Cette période électorale est propice à la relecture de la quatrième partie de l’œuvre de Tocqueville,« De la démocratie américaine », «Le despotisme démocratique », réédité en 2009 dans la Carnets de L’HERNE.

Tocqueville, qui reconnait la difficulté d’appliquer dans la vieille Europe monarchiste, les recettes politiques de la jeune démocratie américaine, héritière du goût des aristocrates anglais pour les droits individuels et les libertés locales, pose comme principe que le caractère distinctif des démocraties n’est pas la liberté mais l’égalité. En outre, il affirme que la liberté est menacée par l’égalité qui induit « l’atomisation du corps social et le repli sur soi d’individus gagnés par la multiplication de fortunes médiocres. ».

Pour éviter la tyrannie, sans mettre en cause l’ordre social, aspiration de citoyens soucieux de leur sécurité, comme de leur libre arbitre et de leurs « petits plaisirs vulgaires », Tocqueville formule quelques recommandations :

- un pouvoir central élu par les citoyens, combinant centralisation et souveraineté ;

- des corps intermédiaires électifs ;

- une presse libre, instrument démocratique apte à assurer la défense de tous citoyens oppressés ;

- des pouvoirs judiciaires indépendants, « barrières entre le fort et le faible, le gouvernement et le gouverné. »

Points forts

Nonobstant l’avertissement qu’il donne au lecteur, « En politique, ce qu’il a souvent de plus difficile à apprécier et à comprendre, c’est ce qui se passe sous nos yeux. », Tocqueville a mis en exergue, il y a bientôt deux siècles, quelques tendances des démocraties, qu’il est bon de rappeler :

. L’égalité donne aux hommes le goût des institutions libres et, en matière de gouvernement, tend, à l’instauration d’un pouvoir central et à l’adoption de législations uniformes.

Les citoyens américains, qui voulaient être libre et prétendaient rester égaux, ont opté pour un pouvoir central fort.

. La liberté induit un individualisme qui ne s’accorde pas de l’élargissement constant des prérogatives du pouvoir central et de ses corolaires, le perfectionnement permanent de la science administrative et une administration inquisitrice.

. Le développement de l’industrie, facilité par les progrès de la liberté, « agglomère une multitude d’hommes exposés à de grandes et subites alternatives d’abondance et de misère menaçant la tranquillité publique ». Aussi, l’encadrement de l’industrie, comme celui des « associations entre citoyens égaux », moteurs des activités industrielles, revient-il légitimement au pouvoir politique.
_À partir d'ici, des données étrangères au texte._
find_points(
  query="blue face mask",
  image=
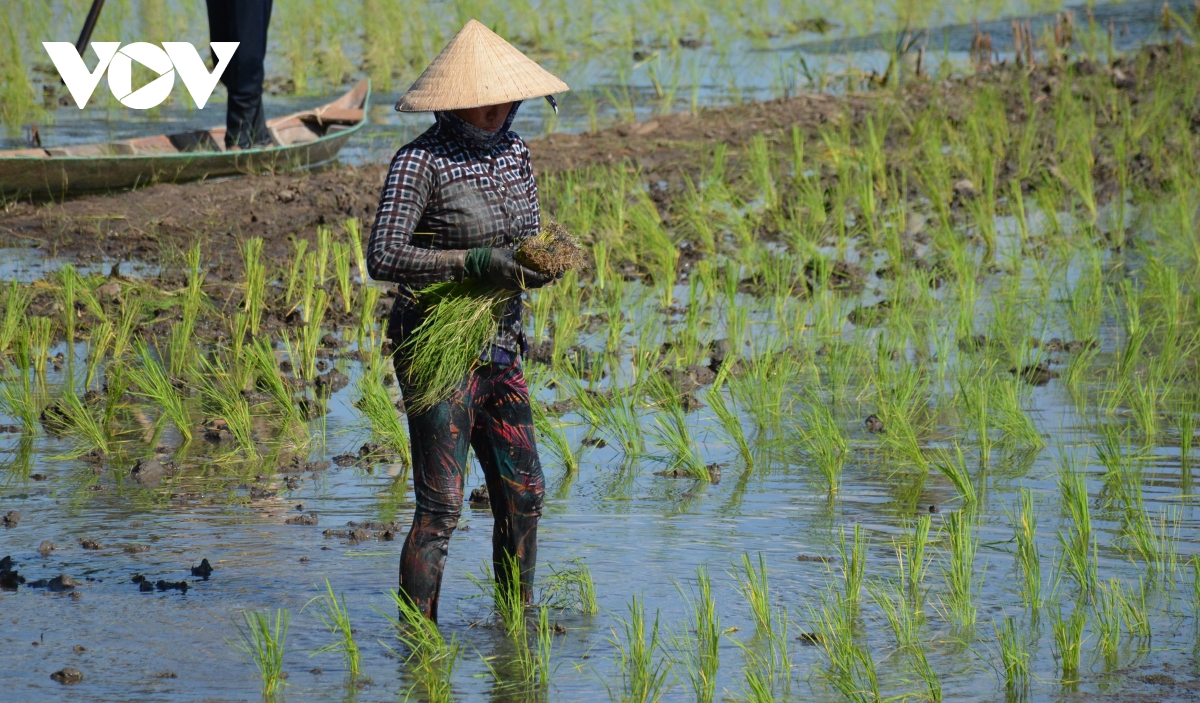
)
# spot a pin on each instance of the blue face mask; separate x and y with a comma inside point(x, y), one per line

Pour autant, Tocqueville souligne les limites de son exercice : « Cette société nouvelle que j’ai cherché à peindre et que je veux juger, ne fait que naître, le temps n’en a point arrêté la forme ».

Quelques réserves

Dans les limites de l’exercice, je n’en vois pas.

Encore un mot...

. Premier mot: la lecture ou le relecture de Tocqueville relativise nos inquiétudes face aux bouleversements censés menacer les fondements de nos démocraties.

. Deuxième mot: Tocqueville aurait-il perçu les prémices de la mondialisation ?  « Tous les liens de race, de classe, de partie se détendent ; le grand lien de l’humanité se resserre. »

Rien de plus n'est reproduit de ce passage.